Stability of Maximum-Entropy Inference in Finite Dimensions
James Tian

TL;DR
This paper rigorously analyzes the stability and convergence properties of maximum-entropy inference in finite-dimensional quantum systems, providing explicit bounds and demonstrating robustness under certain quantum operations.
Contribution
It establishes quantitative stability results for maximum-entropy inference, linking data deviations to state convergence, and shows these results are stable under unital completely positive maps.
Findings
Convergence of moments and entropy implies convergence of quantum states in trace norm.
Explicit bounds relate data and entropy deviations to state distance.

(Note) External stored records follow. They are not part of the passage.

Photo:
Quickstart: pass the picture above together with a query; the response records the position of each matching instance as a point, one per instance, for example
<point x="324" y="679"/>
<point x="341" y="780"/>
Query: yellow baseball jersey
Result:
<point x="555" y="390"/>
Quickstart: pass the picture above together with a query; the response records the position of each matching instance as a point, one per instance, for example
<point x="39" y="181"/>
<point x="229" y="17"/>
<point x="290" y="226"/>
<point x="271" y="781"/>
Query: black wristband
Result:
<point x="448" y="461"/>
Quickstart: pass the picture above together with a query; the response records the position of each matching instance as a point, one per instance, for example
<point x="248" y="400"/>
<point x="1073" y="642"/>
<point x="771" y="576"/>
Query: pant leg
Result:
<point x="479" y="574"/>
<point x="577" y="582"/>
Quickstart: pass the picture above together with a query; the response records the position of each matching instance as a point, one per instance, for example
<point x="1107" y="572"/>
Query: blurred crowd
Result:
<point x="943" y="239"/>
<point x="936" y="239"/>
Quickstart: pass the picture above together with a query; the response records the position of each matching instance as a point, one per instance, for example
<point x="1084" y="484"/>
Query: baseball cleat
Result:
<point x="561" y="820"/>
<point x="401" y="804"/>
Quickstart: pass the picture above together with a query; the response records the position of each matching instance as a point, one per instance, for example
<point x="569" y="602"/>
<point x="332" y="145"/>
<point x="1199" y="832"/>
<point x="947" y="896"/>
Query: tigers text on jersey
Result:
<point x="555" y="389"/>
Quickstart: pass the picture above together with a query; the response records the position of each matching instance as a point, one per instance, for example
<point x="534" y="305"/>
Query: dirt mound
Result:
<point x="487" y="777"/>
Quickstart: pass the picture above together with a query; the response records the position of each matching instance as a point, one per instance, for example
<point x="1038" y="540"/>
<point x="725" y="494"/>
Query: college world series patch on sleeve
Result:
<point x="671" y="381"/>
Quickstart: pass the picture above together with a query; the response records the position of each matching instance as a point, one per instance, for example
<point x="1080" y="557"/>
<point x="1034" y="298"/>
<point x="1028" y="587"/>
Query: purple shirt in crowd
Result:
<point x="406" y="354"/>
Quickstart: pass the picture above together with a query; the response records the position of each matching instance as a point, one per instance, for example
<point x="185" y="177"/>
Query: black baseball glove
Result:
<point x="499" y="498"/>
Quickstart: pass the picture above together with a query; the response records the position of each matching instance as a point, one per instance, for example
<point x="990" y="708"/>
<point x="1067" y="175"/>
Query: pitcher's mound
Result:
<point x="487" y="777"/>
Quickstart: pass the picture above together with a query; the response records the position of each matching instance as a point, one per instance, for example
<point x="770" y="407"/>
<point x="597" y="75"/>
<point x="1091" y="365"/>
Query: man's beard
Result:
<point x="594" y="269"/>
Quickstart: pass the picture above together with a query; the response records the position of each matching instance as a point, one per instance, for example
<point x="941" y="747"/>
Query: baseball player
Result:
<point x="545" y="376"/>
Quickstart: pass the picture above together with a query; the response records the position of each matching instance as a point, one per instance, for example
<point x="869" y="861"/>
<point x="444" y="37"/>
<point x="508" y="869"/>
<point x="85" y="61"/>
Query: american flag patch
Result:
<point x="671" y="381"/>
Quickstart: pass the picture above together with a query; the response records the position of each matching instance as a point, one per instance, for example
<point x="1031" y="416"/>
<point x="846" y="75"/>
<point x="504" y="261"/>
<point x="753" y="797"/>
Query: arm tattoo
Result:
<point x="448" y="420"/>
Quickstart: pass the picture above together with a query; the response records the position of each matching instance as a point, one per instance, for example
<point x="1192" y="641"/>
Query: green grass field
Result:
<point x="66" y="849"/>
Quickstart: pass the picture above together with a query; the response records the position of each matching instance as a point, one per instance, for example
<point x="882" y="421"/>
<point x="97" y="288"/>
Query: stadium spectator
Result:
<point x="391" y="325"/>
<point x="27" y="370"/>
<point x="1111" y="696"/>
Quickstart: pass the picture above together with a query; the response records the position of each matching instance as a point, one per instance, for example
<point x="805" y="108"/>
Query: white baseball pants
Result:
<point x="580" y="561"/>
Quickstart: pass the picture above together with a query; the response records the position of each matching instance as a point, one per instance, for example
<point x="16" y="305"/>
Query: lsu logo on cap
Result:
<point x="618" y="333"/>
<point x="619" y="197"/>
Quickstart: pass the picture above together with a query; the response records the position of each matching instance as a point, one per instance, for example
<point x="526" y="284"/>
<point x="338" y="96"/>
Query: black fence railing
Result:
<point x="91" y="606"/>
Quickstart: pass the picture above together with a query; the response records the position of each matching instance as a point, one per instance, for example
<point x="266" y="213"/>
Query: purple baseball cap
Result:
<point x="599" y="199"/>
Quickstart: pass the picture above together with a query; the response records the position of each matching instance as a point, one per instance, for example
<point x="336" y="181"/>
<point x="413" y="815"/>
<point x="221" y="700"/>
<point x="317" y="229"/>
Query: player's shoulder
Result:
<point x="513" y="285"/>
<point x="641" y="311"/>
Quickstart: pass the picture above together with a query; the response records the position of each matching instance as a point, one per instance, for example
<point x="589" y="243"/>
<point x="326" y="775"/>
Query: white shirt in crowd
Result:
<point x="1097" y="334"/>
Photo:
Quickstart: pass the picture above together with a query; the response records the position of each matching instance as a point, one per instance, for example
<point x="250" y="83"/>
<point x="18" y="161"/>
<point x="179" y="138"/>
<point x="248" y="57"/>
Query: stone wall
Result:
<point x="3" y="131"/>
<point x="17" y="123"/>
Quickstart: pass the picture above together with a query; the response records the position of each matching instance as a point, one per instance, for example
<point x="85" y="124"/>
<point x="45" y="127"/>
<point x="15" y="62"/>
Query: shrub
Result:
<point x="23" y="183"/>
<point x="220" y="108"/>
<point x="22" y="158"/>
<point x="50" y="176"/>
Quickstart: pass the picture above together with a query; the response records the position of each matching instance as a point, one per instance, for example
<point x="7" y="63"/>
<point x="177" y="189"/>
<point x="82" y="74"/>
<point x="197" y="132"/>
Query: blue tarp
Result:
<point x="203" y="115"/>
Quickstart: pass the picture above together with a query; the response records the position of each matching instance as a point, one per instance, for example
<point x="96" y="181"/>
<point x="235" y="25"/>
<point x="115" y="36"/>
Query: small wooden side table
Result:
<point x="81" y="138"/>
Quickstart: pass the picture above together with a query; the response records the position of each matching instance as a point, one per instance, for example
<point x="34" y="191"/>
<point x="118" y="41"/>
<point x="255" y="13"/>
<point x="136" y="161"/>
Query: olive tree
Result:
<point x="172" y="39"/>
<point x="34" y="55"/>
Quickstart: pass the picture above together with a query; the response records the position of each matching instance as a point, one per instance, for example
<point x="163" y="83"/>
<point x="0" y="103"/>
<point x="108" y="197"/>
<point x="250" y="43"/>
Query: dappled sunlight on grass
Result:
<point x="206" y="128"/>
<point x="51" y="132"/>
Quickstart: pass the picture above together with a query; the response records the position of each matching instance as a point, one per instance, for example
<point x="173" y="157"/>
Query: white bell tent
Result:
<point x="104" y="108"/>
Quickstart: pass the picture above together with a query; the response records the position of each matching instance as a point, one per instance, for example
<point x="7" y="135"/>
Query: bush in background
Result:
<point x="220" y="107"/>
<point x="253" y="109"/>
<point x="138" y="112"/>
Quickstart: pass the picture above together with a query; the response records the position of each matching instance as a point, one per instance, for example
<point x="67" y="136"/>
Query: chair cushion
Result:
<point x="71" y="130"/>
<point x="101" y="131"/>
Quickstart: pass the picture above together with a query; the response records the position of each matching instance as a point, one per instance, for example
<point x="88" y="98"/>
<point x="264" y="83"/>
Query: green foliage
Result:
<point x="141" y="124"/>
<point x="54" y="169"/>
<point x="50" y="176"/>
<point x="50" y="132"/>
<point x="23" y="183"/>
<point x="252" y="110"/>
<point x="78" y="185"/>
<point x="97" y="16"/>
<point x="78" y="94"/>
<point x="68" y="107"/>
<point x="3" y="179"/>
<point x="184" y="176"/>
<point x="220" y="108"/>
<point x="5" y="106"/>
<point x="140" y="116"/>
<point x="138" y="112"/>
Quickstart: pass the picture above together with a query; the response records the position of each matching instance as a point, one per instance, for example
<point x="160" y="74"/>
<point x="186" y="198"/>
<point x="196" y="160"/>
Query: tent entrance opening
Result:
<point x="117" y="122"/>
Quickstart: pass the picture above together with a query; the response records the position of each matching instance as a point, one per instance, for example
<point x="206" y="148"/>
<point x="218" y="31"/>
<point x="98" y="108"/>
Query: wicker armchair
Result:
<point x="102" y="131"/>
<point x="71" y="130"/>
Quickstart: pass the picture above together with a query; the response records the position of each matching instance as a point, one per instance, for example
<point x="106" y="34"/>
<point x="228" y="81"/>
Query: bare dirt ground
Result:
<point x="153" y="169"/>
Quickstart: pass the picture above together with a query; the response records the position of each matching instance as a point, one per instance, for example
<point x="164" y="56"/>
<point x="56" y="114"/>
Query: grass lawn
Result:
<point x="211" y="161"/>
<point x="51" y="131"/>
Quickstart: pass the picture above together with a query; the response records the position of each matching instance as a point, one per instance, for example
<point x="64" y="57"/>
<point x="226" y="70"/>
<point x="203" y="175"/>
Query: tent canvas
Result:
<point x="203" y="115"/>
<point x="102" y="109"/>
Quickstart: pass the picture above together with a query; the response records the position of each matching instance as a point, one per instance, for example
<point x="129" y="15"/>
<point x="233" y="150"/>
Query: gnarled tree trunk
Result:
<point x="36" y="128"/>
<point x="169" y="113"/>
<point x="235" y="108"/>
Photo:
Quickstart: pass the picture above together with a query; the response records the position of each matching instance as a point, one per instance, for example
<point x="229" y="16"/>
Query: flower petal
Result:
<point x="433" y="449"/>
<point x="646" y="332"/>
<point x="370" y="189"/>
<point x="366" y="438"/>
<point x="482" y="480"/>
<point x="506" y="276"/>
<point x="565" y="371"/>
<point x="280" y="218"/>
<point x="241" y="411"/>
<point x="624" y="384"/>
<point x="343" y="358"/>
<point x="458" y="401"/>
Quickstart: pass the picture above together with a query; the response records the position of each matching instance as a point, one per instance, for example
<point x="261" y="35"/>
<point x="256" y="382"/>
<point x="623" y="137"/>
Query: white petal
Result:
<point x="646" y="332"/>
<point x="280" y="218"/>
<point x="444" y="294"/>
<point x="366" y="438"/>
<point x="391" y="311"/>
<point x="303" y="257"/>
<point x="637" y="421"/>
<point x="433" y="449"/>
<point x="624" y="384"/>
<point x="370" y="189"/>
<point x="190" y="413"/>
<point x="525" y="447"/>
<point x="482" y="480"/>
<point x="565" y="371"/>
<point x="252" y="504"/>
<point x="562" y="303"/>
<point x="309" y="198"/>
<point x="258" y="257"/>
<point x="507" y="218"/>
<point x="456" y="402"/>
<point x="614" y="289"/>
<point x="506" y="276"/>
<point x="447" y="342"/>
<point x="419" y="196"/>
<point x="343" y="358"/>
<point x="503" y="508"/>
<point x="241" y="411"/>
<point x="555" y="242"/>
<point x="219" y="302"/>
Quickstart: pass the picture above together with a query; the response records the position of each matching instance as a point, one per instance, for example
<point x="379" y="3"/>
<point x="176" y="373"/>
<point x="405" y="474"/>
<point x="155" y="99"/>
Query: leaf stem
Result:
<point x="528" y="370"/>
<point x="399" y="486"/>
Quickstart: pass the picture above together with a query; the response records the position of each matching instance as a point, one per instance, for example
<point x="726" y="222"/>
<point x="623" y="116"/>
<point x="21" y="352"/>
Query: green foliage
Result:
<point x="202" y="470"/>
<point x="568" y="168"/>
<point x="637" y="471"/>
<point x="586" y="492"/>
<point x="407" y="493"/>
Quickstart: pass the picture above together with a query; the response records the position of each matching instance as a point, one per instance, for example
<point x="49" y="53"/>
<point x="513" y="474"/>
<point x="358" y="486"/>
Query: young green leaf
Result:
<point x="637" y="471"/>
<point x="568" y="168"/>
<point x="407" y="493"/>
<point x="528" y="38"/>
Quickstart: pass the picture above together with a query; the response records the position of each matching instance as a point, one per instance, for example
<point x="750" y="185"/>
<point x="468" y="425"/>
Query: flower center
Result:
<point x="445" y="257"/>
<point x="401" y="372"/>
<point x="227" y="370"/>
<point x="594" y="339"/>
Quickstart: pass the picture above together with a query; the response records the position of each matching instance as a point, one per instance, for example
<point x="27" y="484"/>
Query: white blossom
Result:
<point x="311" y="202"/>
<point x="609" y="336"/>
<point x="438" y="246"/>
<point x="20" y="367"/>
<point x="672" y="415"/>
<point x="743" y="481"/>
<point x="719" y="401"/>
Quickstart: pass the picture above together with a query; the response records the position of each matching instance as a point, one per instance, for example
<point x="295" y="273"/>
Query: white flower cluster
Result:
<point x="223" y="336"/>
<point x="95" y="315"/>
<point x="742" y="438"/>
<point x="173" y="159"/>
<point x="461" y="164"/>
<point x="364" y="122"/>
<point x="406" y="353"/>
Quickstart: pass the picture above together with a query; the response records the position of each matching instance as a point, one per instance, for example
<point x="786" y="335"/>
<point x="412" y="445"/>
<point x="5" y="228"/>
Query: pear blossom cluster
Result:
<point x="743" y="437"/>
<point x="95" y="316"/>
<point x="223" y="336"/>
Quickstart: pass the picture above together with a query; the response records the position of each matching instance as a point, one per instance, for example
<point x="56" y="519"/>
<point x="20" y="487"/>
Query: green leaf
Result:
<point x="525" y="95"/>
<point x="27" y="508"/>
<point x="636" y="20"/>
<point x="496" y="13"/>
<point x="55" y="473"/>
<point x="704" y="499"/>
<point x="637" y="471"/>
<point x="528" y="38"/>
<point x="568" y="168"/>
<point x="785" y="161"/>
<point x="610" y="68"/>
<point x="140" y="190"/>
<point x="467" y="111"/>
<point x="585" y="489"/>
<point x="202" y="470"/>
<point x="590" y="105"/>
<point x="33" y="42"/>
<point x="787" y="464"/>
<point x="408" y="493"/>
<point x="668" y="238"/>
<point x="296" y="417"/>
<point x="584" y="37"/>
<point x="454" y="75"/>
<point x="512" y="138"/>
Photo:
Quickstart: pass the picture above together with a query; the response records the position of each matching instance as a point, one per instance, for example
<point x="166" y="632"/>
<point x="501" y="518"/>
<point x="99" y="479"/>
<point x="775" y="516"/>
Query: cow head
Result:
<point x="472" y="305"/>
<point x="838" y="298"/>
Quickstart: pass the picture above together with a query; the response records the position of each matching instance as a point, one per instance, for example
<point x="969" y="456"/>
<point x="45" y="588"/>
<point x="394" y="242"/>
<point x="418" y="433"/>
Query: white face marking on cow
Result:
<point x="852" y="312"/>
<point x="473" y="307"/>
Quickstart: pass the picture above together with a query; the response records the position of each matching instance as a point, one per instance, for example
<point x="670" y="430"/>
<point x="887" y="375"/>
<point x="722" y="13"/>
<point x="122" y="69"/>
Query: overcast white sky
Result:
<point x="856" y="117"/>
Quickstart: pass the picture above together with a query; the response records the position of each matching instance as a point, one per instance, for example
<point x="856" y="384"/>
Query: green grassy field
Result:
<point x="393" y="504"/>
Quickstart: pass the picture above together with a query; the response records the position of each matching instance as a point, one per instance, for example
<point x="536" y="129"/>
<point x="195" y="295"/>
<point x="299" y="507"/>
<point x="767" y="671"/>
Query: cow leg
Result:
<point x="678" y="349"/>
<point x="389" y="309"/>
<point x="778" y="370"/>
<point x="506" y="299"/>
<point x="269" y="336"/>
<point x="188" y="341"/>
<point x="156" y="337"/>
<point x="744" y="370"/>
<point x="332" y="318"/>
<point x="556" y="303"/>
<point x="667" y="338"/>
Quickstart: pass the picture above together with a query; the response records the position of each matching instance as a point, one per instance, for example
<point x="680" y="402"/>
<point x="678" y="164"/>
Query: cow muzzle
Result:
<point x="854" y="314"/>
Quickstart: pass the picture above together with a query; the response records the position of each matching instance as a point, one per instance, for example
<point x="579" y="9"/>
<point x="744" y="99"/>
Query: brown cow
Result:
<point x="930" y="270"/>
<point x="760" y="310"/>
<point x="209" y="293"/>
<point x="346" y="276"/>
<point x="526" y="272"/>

Results are stable under unital completely positive maps.
Abstract
We study maximum-entropy inference for finite-dimensional quantum states under linear moment constraints. Given expectation values of finitely many observables, the feasible set of states is convex but typically non-unique. The maximum-entropy principle selects the Gibbs state that agrees with the data while remaining maximally unbiased. We prove that convergence of moments and entropy implies convergence of states in trace norm, derive explicit quantitative bounds linking data and entropy deviations to state distance, and show that these results are stable under unital completely positive maps. The analysis is self-contained and relies on convex duality, relative entropy, and Pinsker-type inequalities, providing a rigorous and unified foundation for finite-dimensional maximum-entropy inference.